Over the course of the visit, Holland and Frank persuaded Vanderbilt to donate $1 million to establish a university in the war-ravaged South. This became Vanderbilt University.
After Cornelius Vanderbilt’s death in 1877, Frank Crawford continued to live in the Vanderbilt residence under conditions outlined in a prenuptial agreement. She wrote her memoir in 1883, “Laurus Crawfurdiana: Memoirs of the Crawford Family Memorials of that branch of the Crawford Family which comprises the descendants of John Crawford of Virginia.” Although the book is primarily about her father's Crawford ancestors, it has chapters on Everett and Hand families.

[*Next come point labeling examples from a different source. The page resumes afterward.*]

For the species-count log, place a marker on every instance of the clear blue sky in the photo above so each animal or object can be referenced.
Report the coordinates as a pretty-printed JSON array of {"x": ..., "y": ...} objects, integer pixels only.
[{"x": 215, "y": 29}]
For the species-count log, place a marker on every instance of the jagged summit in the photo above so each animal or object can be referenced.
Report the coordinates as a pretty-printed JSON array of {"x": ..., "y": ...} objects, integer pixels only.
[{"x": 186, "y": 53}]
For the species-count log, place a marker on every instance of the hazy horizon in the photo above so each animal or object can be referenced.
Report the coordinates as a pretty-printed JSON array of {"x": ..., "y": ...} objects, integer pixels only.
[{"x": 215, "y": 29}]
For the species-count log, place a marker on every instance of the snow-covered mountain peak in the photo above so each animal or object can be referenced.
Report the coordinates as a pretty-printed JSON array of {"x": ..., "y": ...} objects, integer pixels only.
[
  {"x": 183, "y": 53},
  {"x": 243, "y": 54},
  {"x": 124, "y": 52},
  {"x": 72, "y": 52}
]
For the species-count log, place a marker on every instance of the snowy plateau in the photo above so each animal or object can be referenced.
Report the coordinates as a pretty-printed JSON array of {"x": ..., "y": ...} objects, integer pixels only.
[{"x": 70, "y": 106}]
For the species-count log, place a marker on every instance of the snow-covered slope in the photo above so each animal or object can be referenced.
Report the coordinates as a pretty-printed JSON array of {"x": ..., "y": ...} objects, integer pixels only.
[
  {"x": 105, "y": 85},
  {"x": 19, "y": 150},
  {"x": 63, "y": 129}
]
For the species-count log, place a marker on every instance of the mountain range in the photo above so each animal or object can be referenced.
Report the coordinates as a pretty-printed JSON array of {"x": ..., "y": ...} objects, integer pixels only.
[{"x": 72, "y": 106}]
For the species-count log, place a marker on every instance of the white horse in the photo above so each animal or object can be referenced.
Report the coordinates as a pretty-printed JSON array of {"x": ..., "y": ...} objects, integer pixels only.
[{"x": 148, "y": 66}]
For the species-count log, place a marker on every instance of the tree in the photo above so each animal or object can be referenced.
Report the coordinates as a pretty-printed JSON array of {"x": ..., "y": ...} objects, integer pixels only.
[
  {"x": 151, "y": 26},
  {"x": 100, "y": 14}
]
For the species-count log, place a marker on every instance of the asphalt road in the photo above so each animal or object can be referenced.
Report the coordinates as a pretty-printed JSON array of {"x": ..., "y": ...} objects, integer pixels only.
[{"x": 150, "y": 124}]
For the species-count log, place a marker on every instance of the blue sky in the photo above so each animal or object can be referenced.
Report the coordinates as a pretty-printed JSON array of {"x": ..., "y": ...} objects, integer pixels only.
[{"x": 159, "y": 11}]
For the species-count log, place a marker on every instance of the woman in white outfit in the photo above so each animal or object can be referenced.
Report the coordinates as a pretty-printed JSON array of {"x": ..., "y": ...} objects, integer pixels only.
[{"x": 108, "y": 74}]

Frank Crawford died unexpectedly May 4, 1885. The “New York Times” reported May 5, 1885 that she caught a cold while she stood on damp ground at a cemetery when she attended the funeral of another Vanderbilt relative on April 25. The cold turned to pneumonia and Crawford’s health quickly took a fatal turn for the worse. She was buried in the Moravian Cemetery in New Dorp on Staten Island.
She did not leave a will. The “New York Times” reported that a friend had said she did not expect to die and when she became so ill so quickly, it was too late.
Frank Crawford’s brother, Robert Leighton Crawford, became administrator of her estate, valued at more than $1 million.